Litcham
Litcham is mentioned in the Doomsday Book under the name Licham, Lecham or Leccham as 'a Market Town in the centre of Norfolk'. Other known spellings are Lucham, Lycham, Luychesham to mention but a few.
Edward I granted Litcham the right to hold a weekly market, but it did not thrive and had ceased by 1836. However it has left its mark on the layout of Litcham and is probably the reason why Church Street widens out so dramatically just below All Saints Church.
In Elizabethan times the village was the centre of the local tanning industry. The Collinson and Hallcott families made considerable fortunes and became country squires. The Hallcotts were local benefactors, building almshouses and paying for a church bell. Matthew Hallcott is shown on the village sign with his tanning equipment.
In 1831 its population reached 771, more than a third of these were agricultural workers.

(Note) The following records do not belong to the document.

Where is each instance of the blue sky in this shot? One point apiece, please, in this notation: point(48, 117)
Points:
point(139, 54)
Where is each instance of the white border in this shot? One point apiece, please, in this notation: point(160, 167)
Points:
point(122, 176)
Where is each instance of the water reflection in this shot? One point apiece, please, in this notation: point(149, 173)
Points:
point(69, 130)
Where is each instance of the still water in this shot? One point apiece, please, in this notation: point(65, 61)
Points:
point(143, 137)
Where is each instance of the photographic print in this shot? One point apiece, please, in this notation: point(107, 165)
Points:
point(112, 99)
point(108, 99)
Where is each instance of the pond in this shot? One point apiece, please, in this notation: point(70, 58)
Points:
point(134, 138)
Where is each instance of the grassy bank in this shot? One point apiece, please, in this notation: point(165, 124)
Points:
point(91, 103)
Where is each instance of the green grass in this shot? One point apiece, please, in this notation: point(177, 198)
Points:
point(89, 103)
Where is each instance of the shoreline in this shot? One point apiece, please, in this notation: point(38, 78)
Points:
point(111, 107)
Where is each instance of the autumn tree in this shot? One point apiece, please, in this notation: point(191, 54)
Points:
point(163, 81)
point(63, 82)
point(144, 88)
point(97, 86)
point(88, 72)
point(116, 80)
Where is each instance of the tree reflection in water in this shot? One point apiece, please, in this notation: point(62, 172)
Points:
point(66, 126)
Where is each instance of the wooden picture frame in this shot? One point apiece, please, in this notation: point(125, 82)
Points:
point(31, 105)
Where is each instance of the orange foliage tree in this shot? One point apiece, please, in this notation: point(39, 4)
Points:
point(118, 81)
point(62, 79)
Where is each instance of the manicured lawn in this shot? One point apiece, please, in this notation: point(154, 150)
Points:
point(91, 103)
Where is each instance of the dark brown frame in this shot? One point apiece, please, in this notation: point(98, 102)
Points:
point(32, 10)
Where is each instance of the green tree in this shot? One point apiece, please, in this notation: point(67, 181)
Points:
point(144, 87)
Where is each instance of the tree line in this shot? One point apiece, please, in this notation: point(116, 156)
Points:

In 1977 it was designated a conservation village and boasts eleven listed buildings plus a church and priory that date back to the 12th century. The village sits astride a major crossroads of country lanes, the most important of which is the B1145 which stretches between King's Lynn and Norwich and was once the King's Lynn – Norwich – Great Yarmouth stagecoach route. Horses would have been changed at the 17th-century Inn, which also served as the local law court until the late 18th century. On the green in front of the Inn there once stood a row of old cottages and a chapel, which were demolished in 1968. The route out of the village on the B1145 towards Mileham passes 'Fourways', a toll house until 1912 and now home to the village museum run by the Litcham Historical Society.